Vienna is a case study and part of Harvard University’s Transforming Urban Transportation project. Ralph Buehler, Associate Professor in Urban Affairs & Planning and a Faculty Fellow with the Metropolitan Institute at Virginia Tech’s Alexandria Center, has visited the city. An interview by Andrea Weninger, Walk21 Program Director.
What was your first impression of Vienna?
The initial experience was that the city is relatively dense, many streets are narrow, at least compared to the United States. And motorists are generally well behaved. And of course, Vienna has a very good public transport network. Public transport trips typically include walking as an access mode.
What do you think about the public transport system?
Vienna has a dense network with many stations. This makes it easy to reach most places in the city with easy transfers from one public transport line to the other. Very often I have the tendency to want to have a one seat ride: you get in at the origin and you exit public transport only once. But here in Vienna it is quite possible to make many easy, well connected switches and changes within the public transport network.
What surprises you most about the city?
Most surprising was the feeling of density. There are buildings 5 or 6 storeys high on both sides of the street. That gives you a nice feeling of enclosure as a pedestrian. Many city blocks are short and you can see your destination. Moreover, it is easy and interesting to walk, you can look left and right and look in shop windows which is quite pleasant.
It is quite normal in most western cities, for the walk share to be flat or even decreasing. I believe it does not have to be that way. Most cities have focused on promoting driving for several decades. Some cities have also tried to promote public transport or bicycling. Walking has been neglected as a mode of transport and a goal for planning. There have been the big projects, like downtown pedestrian zones. But cities have not really thought about pedestrian networks and pedestrian accessibility outside the city centre. I think cities have to take pedestrians more seriously.
Can it be effective to advertise walking?

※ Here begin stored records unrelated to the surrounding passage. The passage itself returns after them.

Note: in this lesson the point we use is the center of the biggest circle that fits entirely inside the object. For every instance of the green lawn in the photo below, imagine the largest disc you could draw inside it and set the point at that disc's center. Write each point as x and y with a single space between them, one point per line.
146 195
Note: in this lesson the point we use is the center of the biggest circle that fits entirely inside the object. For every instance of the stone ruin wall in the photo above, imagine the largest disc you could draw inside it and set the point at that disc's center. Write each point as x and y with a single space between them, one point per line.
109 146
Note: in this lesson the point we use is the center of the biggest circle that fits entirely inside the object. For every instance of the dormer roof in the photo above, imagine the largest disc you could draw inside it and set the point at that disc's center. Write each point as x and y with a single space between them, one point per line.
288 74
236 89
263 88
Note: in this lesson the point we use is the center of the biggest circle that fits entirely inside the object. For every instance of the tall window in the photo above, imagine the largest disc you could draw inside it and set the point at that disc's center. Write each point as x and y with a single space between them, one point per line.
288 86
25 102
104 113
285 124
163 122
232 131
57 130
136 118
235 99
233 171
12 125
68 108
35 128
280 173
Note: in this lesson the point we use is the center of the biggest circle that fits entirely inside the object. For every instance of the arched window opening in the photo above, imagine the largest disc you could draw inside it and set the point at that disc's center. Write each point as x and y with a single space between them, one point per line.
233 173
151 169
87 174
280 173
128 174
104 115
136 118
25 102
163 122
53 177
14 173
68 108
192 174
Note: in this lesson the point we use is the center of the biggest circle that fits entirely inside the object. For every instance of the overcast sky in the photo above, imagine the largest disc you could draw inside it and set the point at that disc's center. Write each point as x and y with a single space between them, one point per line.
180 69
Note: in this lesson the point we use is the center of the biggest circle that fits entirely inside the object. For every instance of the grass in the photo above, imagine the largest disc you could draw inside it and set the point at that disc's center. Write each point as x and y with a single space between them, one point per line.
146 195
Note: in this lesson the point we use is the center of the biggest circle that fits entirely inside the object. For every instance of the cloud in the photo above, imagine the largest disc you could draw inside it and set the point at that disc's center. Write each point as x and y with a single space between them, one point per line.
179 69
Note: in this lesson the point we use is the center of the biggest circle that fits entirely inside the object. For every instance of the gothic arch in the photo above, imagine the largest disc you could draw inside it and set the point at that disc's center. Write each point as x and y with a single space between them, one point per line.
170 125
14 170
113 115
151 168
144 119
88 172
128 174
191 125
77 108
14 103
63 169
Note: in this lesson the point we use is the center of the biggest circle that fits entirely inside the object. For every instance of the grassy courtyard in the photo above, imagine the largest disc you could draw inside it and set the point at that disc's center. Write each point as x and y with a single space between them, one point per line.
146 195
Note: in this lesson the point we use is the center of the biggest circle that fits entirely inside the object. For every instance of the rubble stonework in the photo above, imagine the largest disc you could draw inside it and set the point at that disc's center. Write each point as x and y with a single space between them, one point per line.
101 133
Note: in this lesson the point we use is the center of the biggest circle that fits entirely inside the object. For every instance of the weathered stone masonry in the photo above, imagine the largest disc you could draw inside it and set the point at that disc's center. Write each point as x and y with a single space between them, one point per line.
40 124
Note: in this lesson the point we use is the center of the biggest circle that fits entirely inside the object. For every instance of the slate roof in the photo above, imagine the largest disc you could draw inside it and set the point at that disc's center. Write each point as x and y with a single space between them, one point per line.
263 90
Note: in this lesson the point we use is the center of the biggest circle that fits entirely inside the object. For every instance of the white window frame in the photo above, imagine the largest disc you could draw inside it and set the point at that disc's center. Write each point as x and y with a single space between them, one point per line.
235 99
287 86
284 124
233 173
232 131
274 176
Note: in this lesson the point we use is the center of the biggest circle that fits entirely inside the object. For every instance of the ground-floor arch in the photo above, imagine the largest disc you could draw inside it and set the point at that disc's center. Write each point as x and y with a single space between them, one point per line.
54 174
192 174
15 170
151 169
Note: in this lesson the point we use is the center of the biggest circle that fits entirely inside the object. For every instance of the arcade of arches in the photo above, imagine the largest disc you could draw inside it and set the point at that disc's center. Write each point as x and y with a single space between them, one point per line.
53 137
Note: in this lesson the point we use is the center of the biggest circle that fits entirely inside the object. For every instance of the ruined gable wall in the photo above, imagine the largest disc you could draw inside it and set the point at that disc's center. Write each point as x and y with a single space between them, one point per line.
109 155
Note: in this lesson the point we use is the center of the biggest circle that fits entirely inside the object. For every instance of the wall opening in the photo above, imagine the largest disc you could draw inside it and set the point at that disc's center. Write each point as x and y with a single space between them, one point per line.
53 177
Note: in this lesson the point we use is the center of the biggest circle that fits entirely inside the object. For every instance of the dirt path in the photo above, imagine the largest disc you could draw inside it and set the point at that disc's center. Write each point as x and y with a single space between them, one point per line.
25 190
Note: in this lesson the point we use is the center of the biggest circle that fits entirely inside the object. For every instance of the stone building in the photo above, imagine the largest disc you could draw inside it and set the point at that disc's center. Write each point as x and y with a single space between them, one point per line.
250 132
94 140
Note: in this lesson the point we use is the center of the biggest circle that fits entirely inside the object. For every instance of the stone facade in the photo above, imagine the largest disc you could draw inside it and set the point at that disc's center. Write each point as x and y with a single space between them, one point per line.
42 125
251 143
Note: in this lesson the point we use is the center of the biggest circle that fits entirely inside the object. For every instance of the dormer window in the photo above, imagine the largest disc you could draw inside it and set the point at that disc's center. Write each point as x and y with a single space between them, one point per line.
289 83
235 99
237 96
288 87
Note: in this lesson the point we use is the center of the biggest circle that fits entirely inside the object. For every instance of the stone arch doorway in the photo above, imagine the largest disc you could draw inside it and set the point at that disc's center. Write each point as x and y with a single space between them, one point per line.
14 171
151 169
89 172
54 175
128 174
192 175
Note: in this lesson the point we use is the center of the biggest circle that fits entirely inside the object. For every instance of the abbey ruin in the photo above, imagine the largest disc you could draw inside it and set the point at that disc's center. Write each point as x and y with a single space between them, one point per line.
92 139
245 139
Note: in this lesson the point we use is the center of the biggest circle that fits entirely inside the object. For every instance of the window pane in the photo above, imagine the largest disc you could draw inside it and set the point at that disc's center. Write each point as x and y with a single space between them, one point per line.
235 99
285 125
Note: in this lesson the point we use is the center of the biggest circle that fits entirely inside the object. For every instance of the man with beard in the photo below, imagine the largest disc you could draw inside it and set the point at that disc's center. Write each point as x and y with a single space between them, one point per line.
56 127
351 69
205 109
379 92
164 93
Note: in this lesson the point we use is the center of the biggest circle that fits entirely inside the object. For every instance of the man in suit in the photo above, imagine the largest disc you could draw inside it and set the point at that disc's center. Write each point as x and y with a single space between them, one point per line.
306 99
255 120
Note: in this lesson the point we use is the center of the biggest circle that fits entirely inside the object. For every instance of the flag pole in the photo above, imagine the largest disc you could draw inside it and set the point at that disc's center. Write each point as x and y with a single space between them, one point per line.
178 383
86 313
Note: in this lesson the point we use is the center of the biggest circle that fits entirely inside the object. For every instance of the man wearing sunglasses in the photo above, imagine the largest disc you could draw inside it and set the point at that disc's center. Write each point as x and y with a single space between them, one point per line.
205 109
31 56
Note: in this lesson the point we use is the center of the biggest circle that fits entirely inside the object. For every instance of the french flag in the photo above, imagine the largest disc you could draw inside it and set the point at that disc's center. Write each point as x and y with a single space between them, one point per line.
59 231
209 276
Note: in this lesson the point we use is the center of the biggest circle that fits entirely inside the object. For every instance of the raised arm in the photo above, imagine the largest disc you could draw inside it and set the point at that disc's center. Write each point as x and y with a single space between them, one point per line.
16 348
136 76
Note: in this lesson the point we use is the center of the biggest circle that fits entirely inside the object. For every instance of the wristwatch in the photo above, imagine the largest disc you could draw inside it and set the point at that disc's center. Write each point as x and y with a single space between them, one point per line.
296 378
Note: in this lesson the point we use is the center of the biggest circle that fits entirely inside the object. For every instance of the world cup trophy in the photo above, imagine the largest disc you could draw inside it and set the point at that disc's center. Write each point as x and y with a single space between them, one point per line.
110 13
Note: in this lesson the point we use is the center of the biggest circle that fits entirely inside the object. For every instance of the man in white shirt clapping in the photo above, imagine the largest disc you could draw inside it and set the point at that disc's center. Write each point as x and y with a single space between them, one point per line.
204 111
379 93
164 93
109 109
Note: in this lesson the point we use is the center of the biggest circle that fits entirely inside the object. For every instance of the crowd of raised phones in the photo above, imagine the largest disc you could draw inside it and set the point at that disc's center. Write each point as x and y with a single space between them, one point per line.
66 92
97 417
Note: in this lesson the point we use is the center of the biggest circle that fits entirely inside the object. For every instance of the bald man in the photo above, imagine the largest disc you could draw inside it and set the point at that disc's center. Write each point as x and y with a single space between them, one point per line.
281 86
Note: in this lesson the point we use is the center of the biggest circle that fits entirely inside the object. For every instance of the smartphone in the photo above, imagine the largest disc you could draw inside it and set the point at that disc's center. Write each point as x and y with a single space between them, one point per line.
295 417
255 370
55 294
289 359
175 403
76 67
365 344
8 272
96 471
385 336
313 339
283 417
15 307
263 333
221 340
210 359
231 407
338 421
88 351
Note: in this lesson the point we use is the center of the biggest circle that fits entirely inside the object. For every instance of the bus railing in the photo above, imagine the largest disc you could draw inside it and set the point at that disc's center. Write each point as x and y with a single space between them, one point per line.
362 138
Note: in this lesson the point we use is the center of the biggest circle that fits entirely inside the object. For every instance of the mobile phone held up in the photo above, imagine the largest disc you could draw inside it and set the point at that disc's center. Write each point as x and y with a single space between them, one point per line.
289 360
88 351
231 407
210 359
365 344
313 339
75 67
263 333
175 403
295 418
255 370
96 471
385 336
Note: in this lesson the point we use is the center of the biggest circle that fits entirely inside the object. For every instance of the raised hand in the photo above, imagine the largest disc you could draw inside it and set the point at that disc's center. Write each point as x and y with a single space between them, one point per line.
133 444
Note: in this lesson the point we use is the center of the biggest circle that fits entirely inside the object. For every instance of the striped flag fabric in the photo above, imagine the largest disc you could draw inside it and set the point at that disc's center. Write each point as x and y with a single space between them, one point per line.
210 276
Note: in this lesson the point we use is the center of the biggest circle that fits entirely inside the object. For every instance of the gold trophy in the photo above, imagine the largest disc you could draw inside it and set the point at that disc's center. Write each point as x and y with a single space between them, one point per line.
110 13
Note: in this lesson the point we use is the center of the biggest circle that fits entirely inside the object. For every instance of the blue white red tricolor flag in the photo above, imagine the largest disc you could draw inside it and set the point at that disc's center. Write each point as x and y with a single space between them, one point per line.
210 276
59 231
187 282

It is a very good idea to promote walking, but I don’t think you can just tell people to walk. I believe you can make it interesting and attractive, with the support of marketing programs. But in order to implement such programs, you also need the infrastructure, so that the people who walk, actually have a good experience. The attempt to make walking stylish always has to go in hand with infrastructure improvement.
When you walk, it may sometimes take you a little bit longer to get to certain places, but it is good for you and it is physical activity. Your heart rate rises if you walk longer at a higher pace. So the very selfish idea of doing something good for yourself and walking go together very well.
Is it popular in the US to connect walking to public health?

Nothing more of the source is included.